«L'homme-araignée» pourrait tomber lors de son procès qui s'est ouvert lundi à Paris pour l'un des plus importants vols de tableaux de ces dernières années, celui de cinq toiles de maître estimées à près de 100 millions d'euros et restées à ce jour introuvables.

Cinq merveilles de Picasso, Matisse, Modigliani, Braque et Léger ont été volées au Musée d'art moderne de Paris dans la nuit du 20 mai 2010, sans déclencher aucune alarme.

Un cambriolage impeccable portant la signature de «l'homme-araignée», Vjéran Tomic, 49 ans et quatorze condamnations au casier, autant un as de la varappe qu'un voleur talentueux.

Arrêté en mai 2011, il avoue rapidement le vol du musée. Peu avant l'audience, il expliquait aux journalistes: «Quel rôle j'ai eu? Arsène Lupin».

Aux côtés du gentleman cambrioleur autoproclamé, deux hommes sont sur les bancs des prévenus: Jean-Michel Corvez, un antiquaire pour qui Tomic a déjà «fait des coups» et qui lui a fait «la demande d'un Léger», et Yonathan Birn, un jeune horloger qui a recelé les toiles avant, dit-il, de «s'en débarrasser».

Tous trois comparaissent libres. Pour avoir dérobé ou recelé des trésors, «en bande organisée», ils encourent jusqu'à dix ans de prison. Une peine qui peut être doublée pour Tomic le multirécidiviste.

Trois hommes comme trois mondes. Celui de Tomic, une baraque athlétique d'1,90 m, voleur professionnel, qui fait son «boulot» avec passion, finit par connaître les artistes. «Sujet suradapté dans la délinquance» dit une expertise psychiatrique. Quinze ans de détention au compteur.

Celui de Corvez, 61 ans, l'antiquaire à la veste de velours noir, cheveux gris, qui soigne ses phrases, refuse de confirmer que son acheteur est saoudien comme l'a entendu dire Tomic, et préfère taire le nom de son commanditaire car il «craint pour son intégrité physique».

«Tombé amoureux» 

Et celui de Yonathan Birn, 40 ans, le petit horloger qui dira avoir accepté de garder les toiles parce qu'il était «tombé amoureux» en voyant la Femme à l'éventail (1919) de Modigliani.
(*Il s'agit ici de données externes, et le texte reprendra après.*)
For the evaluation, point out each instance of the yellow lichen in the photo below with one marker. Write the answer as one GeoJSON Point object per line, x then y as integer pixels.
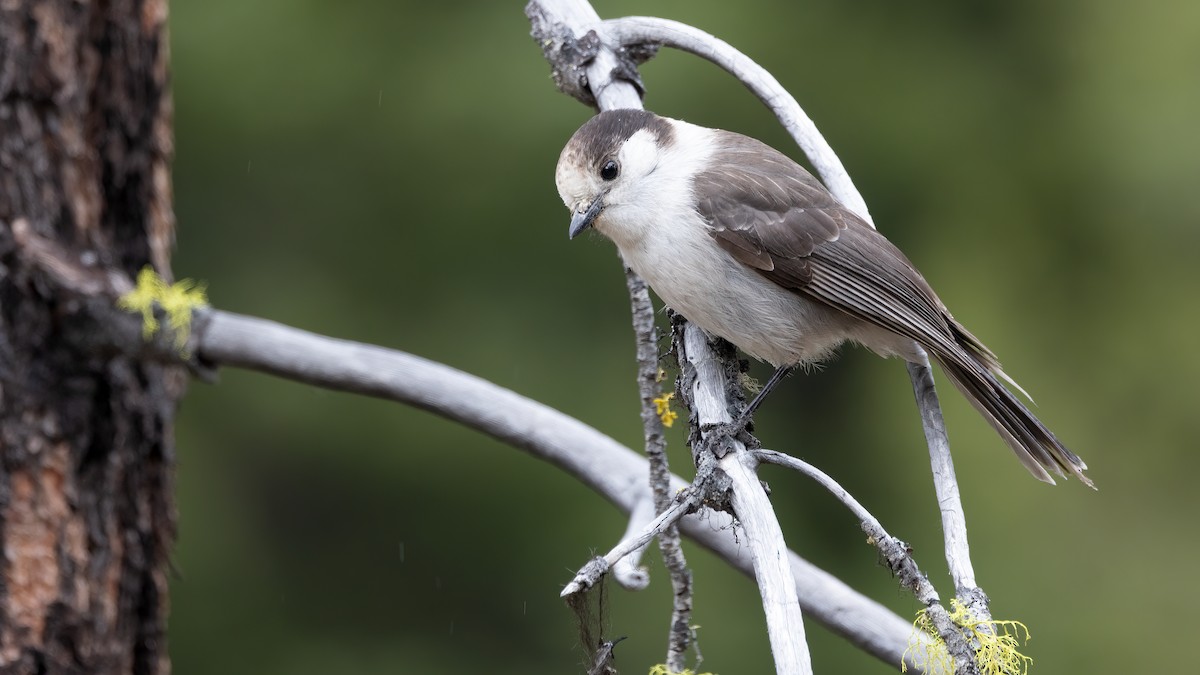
{"type": "Point", "coordinates": [178, 302]}
{"type": "Point", "coordinates": [996, 643]}
{"type": "Point", "coordinates": [661, 669]}
{"type": "Point", "coordinates": [663, 407]}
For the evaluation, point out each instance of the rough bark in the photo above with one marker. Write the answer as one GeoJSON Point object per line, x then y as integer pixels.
{"type": "Point", "coordinates": [87, 511]}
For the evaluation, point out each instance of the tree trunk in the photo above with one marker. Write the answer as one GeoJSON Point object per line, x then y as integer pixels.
{"type": "Point", "coordinates": [87, 509]}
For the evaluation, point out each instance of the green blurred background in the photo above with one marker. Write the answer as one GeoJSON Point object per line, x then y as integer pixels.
{"type": "Point", "coordinates": [383, 172]}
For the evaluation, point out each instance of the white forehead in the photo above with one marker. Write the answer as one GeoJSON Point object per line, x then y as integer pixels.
{"type": "Point", "coordinates": [640, 153]}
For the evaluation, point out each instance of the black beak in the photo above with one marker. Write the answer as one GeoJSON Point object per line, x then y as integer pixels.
{"type": "Point", "coordinates": [582, 220]}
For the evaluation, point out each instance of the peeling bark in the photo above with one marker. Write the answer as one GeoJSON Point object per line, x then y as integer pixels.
{"type": "Point", "coordinates": [87, 511]}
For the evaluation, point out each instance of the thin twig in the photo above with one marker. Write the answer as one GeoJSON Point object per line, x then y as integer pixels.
{"type": "Point", "coordinates": [679, 634]}
{"type": "Point", "coordinates": [628, 571]}
{"type": "Point", "coordinates": [598, 567]}
{"type": "Point", "coordinates": [711, 383]}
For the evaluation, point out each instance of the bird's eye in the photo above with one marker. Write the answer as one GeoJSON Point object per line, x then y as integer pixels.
{"type": "Point", "coordinates": [610, 169]}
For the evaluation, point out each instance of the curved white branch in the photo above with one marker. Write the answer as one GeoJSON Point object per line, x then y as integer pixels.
{"type": "Point", "coordinates": [612, 470]}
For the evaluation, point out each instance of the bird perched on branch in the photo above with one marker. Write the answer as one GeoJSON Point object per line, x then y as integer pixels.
{"type": "Point", "coordinates": [747, 244]}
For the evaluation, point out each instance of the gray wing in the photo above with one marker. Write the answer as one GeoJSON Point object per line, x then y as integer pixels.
{"type": "Point", "coordinates": [772, 215]}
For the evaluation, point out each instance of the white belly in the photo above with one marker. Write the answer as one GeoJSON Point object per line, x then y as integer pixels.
{"type": "Point", "coordinates": [715, 292]}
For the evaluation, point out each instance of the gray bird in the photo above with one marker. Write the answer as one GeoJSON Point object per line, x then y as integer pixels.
{"type": "Point", "coordinates": [748, 245]}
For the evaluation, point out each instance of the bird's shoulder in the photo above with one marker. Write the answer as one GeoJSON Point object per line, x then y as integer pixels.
{"type": "Point", "coordinates": [767, 210]}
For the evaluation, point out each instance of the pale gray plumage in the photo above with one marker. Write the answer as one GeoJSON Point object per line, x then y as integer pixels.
{"type": "Point", "coordinates": [748, 245]}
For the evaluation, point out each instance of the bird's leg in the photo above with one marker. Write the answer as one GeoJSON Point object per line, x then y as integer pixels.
{"type": "Point", "coordinates": [780, 372]}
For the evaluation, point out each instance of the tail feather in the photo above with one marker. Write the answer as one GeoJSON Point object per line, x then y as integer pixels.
{"type": "Point", "coordinates": [1035, 444]}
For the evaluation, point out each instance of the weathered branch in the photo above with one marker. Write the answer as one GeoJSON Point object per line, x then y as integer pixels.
{"type": "Point", "coordinates": [708, 399]}
{"type": "Point", "coordinates": [670, 545]}
{"type": "Point", "coordinates": [618, 473]}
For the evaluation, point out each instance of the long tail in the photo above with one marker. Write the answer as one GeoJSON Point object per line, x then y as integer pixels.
{"type": "Point", "coordinates": [973, 370]}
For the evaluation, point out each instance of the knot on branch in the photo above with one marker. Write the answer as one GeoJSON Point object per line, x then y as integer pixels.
{"type": "Point", "coordinates": [569, 57]}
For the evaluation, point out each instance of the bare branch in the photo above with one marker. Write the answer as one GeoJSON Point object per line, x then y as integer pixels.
{"type": "Point", "coordinates": [646, 333]}
{"type": "Point", "coordinates": [598, 567]}
{"type": "Point", "coordinates": [761, 531]}
{"type": "Point", "coordinates": [628, 571]}
{"type": "Point", "coordinates": [593, 458]}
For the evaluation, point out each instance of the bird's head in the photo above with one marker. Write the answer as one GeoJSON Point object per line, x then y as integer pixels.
{"type": "Point", "coordinates": [604, 173]}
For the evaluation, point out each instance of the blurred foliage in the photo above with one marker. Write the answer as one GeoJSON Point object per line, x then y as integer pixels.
{"type": "Point", "coordinates": [383, 172]}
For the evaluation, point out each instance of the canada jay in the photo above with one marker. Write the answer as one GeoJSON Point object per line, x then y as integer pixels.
{"type": "Point", "coordinates": [748, 245]}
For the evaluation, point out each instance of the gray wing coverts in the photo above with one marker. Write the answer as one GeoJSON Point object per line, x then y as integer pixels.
{"type": "Point", "coordinates": [773, 216]}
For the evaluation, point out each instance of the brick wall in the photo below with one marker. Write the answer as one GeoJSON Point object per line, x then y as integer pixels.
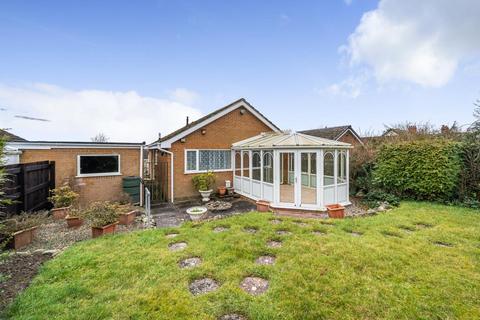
{"type": "Point", "coordinates": [108, 188]}
{"type": "Point", "coordinates": [220, 134]}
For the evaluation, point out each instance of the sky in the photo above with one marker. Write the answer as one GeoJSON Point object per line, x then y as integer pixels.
{"type": "Point", "coordinates": [133, 69]}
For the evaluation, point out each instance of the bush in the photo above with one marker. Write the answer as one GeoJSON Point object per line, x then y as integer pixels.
{"type": "Point", "coordinates": [63, 197]}
{"type": "Point", "coordinates": [101, 214]}
{"type": "Point", "coordinates": [375, 198]}
{"type": "Point", "coordinates": [203, 181]}
{"type": "Point", "coordinates": [422, 170]}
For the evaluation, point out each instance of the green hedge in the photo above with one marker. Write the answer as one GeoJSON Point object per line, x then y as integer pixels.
{"type": "Point", "coordinates": [423, 170]}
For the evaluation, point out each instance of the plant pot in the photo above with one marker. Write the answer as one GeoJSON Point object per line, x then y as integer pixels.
{"type": "Point", "coordinates": [196, 213]}
{"type": "Point", "coordinates": [127, 218]}
{"type": "Point", "coordinates": [263, 206]}
{"type": "Point", "coordinates": [222, 191]}
{"type": "Point", "coordinates": [205, 195]}
{"type": "Point", "coordinates": [101, 231]}
{"type": "Point", "coordinates": [22, 238]}
{"type": "Point", "coordinates": [60, 213]}
{"type": "Point", "coordinates": [73, 222]}
{"type": "Point", "coordinates": [336, 211]}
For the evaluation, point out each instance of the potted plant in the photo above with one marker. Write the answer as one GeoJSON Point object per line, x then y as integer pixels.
{"type": "Point", "coordinates": [202, 182]}
{"type": "Point", "coordinates": [196, 213]}
{"type": "Point", "coordinates": [222, 190]}
{"type": "Point", "coordinates": [74, 218]}
{"type": "Point", "coordinates": [62, 199]}
{"type": "Point", "coordinates": [19, 232]}
{"type": "Point", "coordinates": [263, 205]}
{"type": "Point", "coordinates": [103, 217]}
{"type": "Point", "coordinates": [336, 211]}
{"type": "Point", "coordinates": [127, 215]}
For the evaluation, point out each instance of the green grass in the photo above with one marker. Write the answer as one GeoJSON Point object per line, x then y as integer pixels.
{"type": "Point", "coordinates": [394, 270]}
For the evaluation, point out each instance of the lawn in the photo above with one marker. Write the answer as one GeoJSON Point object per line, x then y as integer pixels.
{"type": "Point", "coordinates": [420, 261]}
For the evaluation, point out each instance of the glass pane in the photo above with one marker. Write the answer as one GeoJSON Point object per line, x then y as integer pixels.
{"type": "Point", "coordinates": [238, 163]}
{"type": "Point", "coordinates": [287, 179]}
{"type": "Point", "coordinates": [309, 190]}
{"type": "Point", "coordinates": [342, 167]}
{"type": "Point", "coordinates": [328, 169]}
{"type": "Point", "coordinates": [192, 160]}
{"type": "Point", "coordinates": [256, 165]}
{"type": "Point", "coordinates": [268, 166]}
{"type": "Point", "coordinates": [98, 164]}
{"type": "Point", "coordinates": [246, 164]}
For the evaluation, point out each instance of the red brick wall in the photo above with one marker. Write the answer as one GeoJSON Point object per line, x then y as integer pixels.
{"type": "Point", "coordinates": [108, 188]}
{"type": "Point", "coordinates": [220, 134]}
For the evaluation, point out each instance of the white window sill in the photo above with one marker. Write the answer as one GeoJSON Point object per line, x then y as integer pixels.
{"type": "Point", "coordinates": [96, 175]}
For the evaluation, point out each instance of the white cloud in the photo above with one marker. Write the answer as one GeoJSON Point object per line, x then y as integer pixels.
{"type": "Point", "coordinates": [352, 87]}
{"type": "Point", "coordinates": [80, 115]}
{"type": "Point", "coordinates": [417, 41]}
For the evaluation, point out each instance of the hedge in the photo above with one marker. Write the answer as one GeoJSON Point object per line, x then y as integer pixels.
{"type": "Point", "coordinates": [422, 170]}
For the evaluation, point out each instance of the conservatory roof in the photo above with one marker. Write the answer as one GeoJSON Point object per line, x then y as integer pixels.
{"type": "Point", "coordinates": [287, 140]}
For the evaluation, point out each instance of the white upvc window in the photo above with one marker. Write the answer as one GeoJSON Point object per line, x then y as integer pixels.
{"type": "Point", "coordinates": [98, 165]}
{"type": "Point", "coordinates": [203, 160]}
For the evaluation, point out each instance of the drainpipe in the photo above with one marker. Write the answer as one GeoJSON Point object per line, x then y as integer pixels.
{"type": "Point", "coordinates": [171, 169]}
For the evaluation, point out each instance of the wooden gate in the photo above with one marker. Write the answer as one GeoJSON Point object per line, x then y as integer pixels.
{"type": "Point", "coordinates": [158, 186]}
{"type": "Point", "coordinates": [28, 186]}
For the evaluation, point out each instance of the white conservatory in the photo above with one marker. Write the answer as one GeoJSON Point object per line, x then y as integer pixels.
{"type": "Point", "coordinates": [292, 170]}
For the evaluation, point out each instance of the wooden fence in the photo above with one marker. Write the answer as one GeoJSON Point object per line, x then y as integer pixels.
{"type": "Point", "coordinates": [29, 185]}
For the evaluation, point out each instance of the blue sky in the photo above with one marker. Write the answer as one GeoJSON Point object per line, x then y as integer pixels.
{"type": "Point", "coordinates": [98, 66]}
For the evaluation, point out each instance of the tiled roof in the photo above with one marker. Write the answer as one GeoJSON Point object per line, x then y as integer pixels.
{"type": "Point", "coordinates": [204, 118]}
{"type": "Point", "coordinates": [332, 133]}
{"type": "Point", "coordinates": [9, 136]}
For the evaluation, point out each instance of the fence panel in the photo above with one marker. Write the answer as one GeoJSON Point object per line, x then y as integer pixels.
{"type": "Point", "coordinates": [28, 186]}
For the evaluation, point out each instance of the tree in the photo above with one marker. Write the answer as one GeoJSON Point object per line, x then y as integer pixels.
{"type": "Point", "coordinates": [100, 137]}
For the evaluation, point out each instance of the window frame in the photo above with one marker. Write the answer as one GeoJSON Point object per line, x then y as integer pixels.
{"type": "Point", "coordinates": [102, 174]}
{"type": "Point", "coordinates": [197, 151]}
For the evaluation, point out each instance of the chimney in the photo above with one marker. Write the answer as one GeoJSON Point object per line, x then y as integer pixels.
{"type": "Point", "coordinates": [412, 129]}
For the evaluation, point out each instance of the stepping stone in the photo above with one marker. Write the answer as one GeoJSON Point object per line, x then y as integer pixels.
{"type": "Point", "coordinates": [190, 263]}
{"type": "Point", "coordinates": [232, 316]}
{"type": "Point", "coordinates": [274, 244]}
{"type": "Point", "coordinates": [250, 230]}
{"type": "Point", "coordinates": [177, 246]}
{"type": "Point", "coordinates": [171, 235]}
{"type": "Point", "coordinates": [254, 285]}
{"type": "Point", "coordinates": [265, 260]}
{"type": "Point", "coordinates": [220, 229]}
{"type": "Point", "coordinates": [202, 286]}
{"type": "Point", "coordinates": [443, 244]}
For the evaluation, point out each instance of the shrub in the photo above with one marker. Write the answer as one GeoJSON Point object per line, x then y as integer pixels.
{"type": "Point", "coordinates": [423, 170]}
{"type": "Point", "coordinates": [101, 214]}
{"type": "Point", "coordinates": [203, 181]}
{"type": "Point", "coordinates": [63, 197]}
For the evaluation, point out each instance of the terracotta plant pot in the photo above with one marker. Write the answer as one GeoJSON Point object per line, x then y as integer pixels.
{"type": "Point", "coordinates": [127, 218]}
{"type": "Point", "coordinates": [222, 191]}
{"type": "Point", "coordinates": [101, 231]}
{"type": "Point", "coordinates": [22, 238]}
{"type": "Point", "coordinates": [336, 211]}
{"type": "Point", "coordinates": [73, 222]}
{"type": "Point", "coordinates": [60, 213]}
{"type": "Point", "coordinates": [263, 206]}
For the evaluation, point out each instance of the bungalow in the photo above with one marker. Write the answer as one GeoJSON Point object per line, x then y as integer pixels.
{"type": "Point", "coordinates": [241, 146]}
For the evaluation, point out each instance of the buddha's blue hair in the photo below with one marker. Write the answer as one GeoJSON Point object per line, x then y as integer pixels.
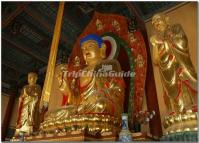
{"type": "Point", "coordinates": [94, 37]}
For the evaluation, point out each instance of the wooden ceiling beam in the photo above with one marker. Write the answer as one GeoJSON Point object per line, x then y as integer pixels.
{"type": "Point", "coordinates": [20, 8]}
{"type": "Point", "coordinates": [69, 17]}
{"type": "Point", "coordinates": [45, 24]}
{"type": "Point", "coordinates": [26, 50]}
{"type": "Point", "coordinates": [14, 67]}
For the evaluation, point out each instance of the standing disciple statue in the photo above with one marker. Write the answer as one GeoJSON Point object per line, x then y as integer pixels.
{"type": "Point", "coordinates": [170, 53]}
{"type": "Point", "coordinates": [28, 109]}
{"type": "Point", "coordinates": [96, 97]}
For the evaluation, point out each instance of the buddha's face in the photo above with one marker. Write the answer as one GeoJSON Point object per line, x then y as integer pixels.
{"type": "Point", "coordinates": [159, 23]}
{"type": "Point", "coordinates": [32, 78]}
{"type": "Point", "coordinates": [91, 52]}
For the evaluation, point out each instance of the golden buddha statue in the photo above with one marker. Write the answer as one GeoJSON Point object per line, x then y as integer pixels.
{"type": "Point", "coordinates": [179, 79]}
{"type": "Point", "coordinates": [28, 118]}
{"type": "Point", "coordinates": [99, 99]}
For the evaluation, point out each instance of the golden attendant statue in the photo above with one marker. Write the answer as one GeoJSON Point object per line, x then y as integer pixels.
{"type": "Point", "coordinates": [27, 120]}
{"type": "Point", "coordinates": [179, 79]}
{"type": "Point", "coordinates": [95, 102]}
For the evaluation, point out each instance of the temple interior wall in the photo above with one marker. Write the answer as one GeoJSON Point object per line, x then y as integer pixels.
{"type": "Point", "coordinates": [186, 15]}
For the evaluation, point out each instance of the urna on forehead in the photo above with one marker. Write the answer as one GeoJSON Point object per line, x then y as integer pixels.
{"type": "Point", "coordinates": [94, 37]}
{"type": "Point", "coordinates": [32, 74]}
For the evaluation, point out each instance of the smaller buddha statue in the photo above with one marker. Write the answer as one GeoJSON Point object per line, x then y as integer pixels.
{"type": "Point", "coordinates": [170, 53]}
{"type": "Point", "coordinates": [28, 112]}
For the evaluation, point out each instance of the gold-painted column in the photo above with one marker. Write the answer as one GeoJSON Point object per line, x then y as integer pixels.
{"type": "Point", "coordinates": [52, 57]}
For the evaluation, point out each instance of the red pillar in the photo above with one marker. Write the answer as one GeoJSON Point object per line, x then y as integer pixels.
{"type": "Point", "coordinates": [8, 113]}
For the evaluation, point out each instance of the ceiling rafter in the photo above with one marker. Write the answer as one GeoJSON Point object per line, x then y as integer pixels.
{"type": "Point", "coordinates": [24, 49]}
{"type": "Point", "coordinates": [13, 67]}
{"type": "Point", "coordinates": [54, 5]}
{"type": "Point", "coordinates": [45, 24]}
{"type": "Point", "coordinates": [14, 14]}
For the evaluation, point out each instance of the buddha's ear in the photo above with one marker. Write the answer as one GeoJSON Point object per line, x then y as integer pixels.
{"type": "Point", "coordinates": [103, 51]}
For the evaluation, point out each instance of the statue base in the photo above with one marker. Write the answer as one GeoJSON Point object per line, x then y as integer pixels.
{"type": "Point", "coordinates": [72, 136]}
{"type": "Point", "coordinates": [83, 136]}
{"type": "Point", "coordinates": [181, 127]}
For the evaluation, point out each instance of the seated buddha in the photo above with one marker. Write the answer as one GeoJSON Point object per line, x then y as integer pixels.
{"type": "Point", "coordinates": [97, 98]}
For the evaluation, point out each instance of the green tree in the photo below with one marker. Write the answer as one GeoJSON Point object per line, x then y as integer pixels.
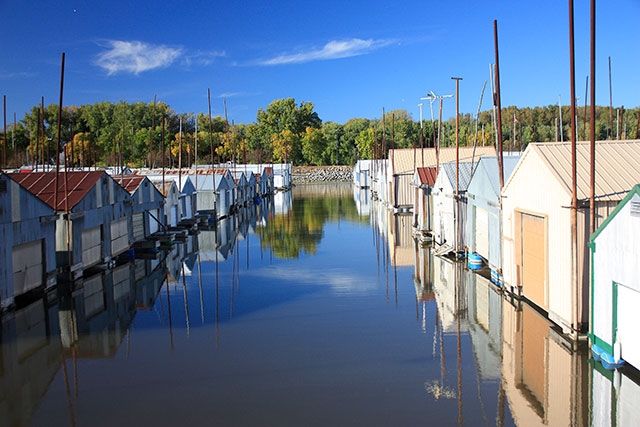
{"type": "Point", "coordinates": [313, 145]}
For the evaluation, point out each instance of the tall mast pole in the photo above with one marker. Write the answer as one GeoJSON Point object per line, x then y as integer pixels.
{"type": "Point", "coordinates": [592, 125]}
{"type": "Point", "coordinates": [153, 130]}
{"type": "Point", "coordinates": [574, 185]}
{"type": "Point", "coordinates": [610, 99]}
{"type": "Point", "coordinates": [498, 104]}
{"type": "Point", "coordinates": [457, 199]}
{"type": "Point", "coordinates": [4, 141]}
{"type": "Point", "coordinates": [55, 196]}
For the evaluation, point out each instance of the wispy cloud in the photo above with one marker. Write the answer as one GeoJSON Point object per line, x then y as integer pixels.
{"type": "Point", "coordinates": [334, 49]}
{"type": "Point", "coordinates": [135, 57]}
{"type": "Point", "coordinates": [203, 58]}
{"type": "Point", "coordinates": [18, 75]}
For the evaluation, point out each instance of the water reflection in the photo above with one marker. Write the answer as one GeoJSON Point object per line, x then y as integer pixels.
{"type": "Point", "coordinates": [356, 324]}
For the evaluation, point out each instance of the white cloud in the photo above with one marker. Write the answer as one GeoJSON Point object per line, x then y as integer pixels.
{"type": "Point", "coordinates": [135, 57]}
{"type": "Point", "coordinates": [203, 58]}
{"type": "Point", "coordinates": [332, 50]}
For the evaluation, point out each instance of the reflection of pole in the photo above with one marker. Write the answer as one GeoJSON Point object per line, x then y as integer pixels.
{"type": "Point", "coordinates": [459, 345]}
{"type": "Point", "coordinates": [67, 387]}
{"type": "Point", "coordinates": [169, 313]}
{"type": "Point", "coordinates": [200, 288]}
{"type": "Point", "coordinates": [186, 301]}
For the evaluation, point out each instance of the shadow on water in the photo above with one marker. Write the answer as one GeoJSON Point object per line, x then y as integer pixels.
{"type": "Point", "coordinates": [228, 325]}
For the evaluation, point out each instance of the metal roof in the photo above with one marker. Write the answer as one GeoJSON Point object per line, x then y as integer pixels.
{"type": "Point", "coordinates": [464, 173]}
{"type": "Point", "coordinates": [617, 166]}
{"type": "Point", "coordinates": [427, 175]}
{"type": "Point", "coordinates": [43, 185]}
{"type": "Point", "coordinates": [402, 159]}
{"type": "Point", "coordinates": [131, 182]}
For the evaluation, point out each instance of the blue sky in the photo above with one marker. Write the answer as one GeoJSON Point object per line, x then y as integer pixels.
{"type": "Point", "coordinates": [350, 59]}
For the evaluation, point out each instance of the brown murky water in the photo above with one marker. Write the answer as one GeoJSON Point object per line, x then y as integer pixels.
{"type": "Point", "coordinates": [313, 310]}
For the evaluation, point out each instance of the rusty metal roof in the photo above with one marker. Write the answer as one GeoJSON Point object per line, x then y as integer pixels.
{"type": "Point", "coordinates": [131, 182]}
{"type": "Point", "coordinates": [617, 166]}
{"type": "Point", "coordinates": [44, 186]}
{"type": "Point", "coordinates": [428, 175]}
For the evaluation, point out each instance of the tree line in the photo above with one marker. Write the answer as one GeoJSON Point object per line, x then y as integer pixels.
{"type": "Point", "coordinates": [153, 135]}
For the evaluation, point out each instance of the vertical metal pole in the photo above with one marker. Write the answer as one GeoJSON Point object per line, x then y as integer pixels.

Qui pleure, pour avoir détruit des trésors «pris de panique» après une première garde à vue.

Des oeuvres majeures, évaluées à près de 100 millions d'euros par son propriétaire, la mairie de Paris, qui «ne peut pas croire» à leur destruction.

Dans la salle, tout le monde est sceptique, du voleur au procureur. Alors le président de la 32e chambre Peimane Ghaleh-Marzban veut en savoir le plus possible.

Tomic explique avoir reçu une commande de Corvez pour la Nature morte au chandelier (1922) de Fernand Léger et avoir rapidement vu les failles de sécurité du musée. «Je connais un peu les systèmes d'alarme, dit-il modestement, certains particuliers sont bien mieux protégés».

Il met «six nuits» à préparer le vol et la nuit du 20 mai 2010, entre sans difficulté par une baie vitrée dont il descelle la vitre. Et pour cause: les détecteurs de mouvement sont défaillants depuis deux mois et les alarmes déclenchées par des bris de vitre hors service.

Venu pour le Léger, il repart avec cinq oeuvres majeures, embarquant aussi le Modigliani, dont Corvez lui avait parlé, mais aussi Le Pigeon aux petits pois (1911) de Pablo Picasso, L'Olivier près de l'Estaque (1906) de Georges Braque et une Pastorale (1906) d'Henri Matisse.

Il remet les toiles plus tard dans la journée à un Corvez stupéfait de voir «cinq toiles au lieu d'une».

C'est là que les versions divergent. Tomic rumine encore, furieux de n'avoir été «payé que 40 000 euros». «C'est normal», puisqu'il n'était mandaté que pour une toile, rétorque Corvez.

L'antiquaire affirme que son acheteur a pris peur en voyant le retentissement du vol et lui a laissé le Léger, «le temps que les choses se tassent». C'est alors qu'il a confié les toiles à Yonathan Birn, qui renifle et «comprend que personne ne croit» qu'il ait détruit les oeuvres.

«Qu'est-ce qui est le plus grave, a demandé le président. Voler une oeuvre qui reparaîtra un jour, dans 50 ou 100 ans, ou la destruction d'une oeuvre irremplaçable, le fait de l'enlever à toute l'humanité?»

Le parquet proposera un prix pour cette faute vendredi, à la reprise de l'audience.